Consent is something, which also concerns the Gay Switchboard Ireland’s Adam Shanley.
“It’s important to understand what consent is,” he resumes. “I’ve heard stories about guys who’d say, ‘I went to a sex party, I took too much G, and it feels like somebody had sex with me whilst under. I was there, though, so it wasn’t rape’. Yes, it was rape!”
Wanting to encourage debate of that and other key issues, Shanley recently organised a screening of Vice magazine’s Chemsex documentary in the Lighthouse Cinema, as part of the GAZE LGBT Film Festival.
“Two hundred people got a front-seat look at the more extreme side of chemsex in London, which is the epicentre of this phenomenon,” Shanley explains. “Most of the participants in the documentary were HIV+ and it also dealt with the psychotic episodes and other mental health issues that arise from the extended use of chemsex drugs. What I found particularly interesting was the motivations people have for getting involved, which often revolve around loneliness and intimacy.
“The next day I brought together as many of the sexual health and drug addiction services as I could for a training session, so everyone has the same understanding of what’s involved. The overall theme being, ‘What do we need to start doing together?’ You can see from the film that, in London at the moment, they’re overwhelmed. We need to be ahead of the curve.

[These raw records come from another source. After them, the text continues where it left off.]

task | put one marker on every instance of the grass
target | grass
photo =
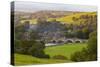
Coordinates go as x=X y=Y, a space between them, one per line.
x=68 y=19
x=65 y=50
x=27 y=60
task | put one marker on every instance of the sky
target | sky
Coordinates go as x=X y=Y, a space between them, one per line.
x=36 y=6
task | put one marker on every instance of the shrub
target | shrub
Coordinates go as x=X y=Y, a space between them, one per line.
x=60 y=57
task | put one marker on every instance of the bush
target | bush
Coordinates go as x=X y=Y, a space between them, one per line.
x=60 y=57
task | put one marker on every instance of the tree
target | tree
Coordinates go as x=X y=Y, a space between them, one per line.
x=89 y=53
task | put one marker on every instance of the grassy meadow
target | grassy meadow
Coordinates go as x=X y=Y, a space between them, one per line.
x=66 y=50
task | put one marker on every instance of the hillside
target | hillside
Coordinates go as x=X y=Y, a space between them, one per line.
x=69 y=19
x=63 y=17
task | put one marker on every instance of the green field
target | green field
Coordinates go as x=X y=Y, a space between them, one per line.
x=65 y=19
x=27 y=60
x=65 y=50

Moralising and finger-pointing don’t work, harm reduction does.”
It’d be a mistake, says Shanley, to solely regard chemsex as being a gay issue.

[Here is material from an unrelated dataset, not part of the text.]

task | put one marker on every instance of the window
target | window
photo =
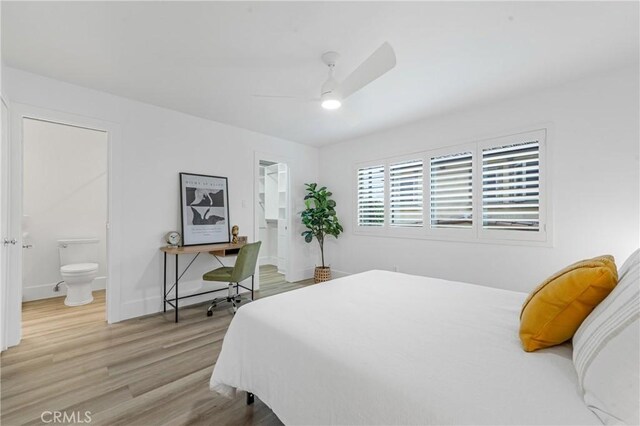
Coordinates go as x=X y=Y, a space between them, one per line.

“At the moment, it’s the homosexual community that’s disproportionately affected by chemsex, but the evidence from London and further afield is that there are also plenty of heterosexual people indulging in it, who face the same health risks,” he suggests. Shanley has been working in tandem with the After Party Service, whose 2014 survey found that 33% of gay/bisexual men and 22.9% of gay/bisexual women in the UK use illicit drugs. The comparative figures for heterosexual men and women are 11.1% and 5.1%.
Chemsex directors William Fairman and Max Gogerty found one aspect of the phenomenon particularly surprising. “What started as a look into a ‘healthcare emergency’, soon evolved into a complex revelation,” they said in a joint statement. “It wasn’t the sex or the drugs that shocked. Neither was it the danger or the consequences. It was the realisation that, for the majority of people, it was intimacy and not lust nor hedonism that was the driving force behind their behavior. The decision to turn a camera on this subject came from seeing first-hand how this community were starting to respond to this crisis.”
Also getting a lot of media attention is Stars, Cars And Crystal Meth, a warts and even more warts memoir by Jack Sutherland, who’s been a PA and bodyguard to the likes of Michael Stipe, RuPaul and Mickey Rourke.
“You only need to get on Grindr or any other sex App, there’s always someone looking for a chem hook-up, no matter what time or day of the week,” he told the Standard newspaper. “People come to London to be gay. A lot of them are young and naïve and get caught up in drugs, which are relatively inexpensive and accessible. It’s glamorous: hot bodies, no shirts on in a club and then 10 hours of what they call a chill-out. My understanding is that excessive amounts of crystal meth and GHB create about 2,600 whatever levels of dopamine. A normal sexual encounter is less than 10% of that. It’s such an extreme that this isn’t even going to register.”
The last word goes to Dr. Adam Winstock who says: “We did a survey asking: ‘Which of the following drugs have you had sex on over the last year?’ and, of course, number one was alcohol. We then asked, ‘What’s the worst drug to have sex on?’ and, again, it was alcohol. So, chemsex is also going to the pub, getting pissed and getting laid.”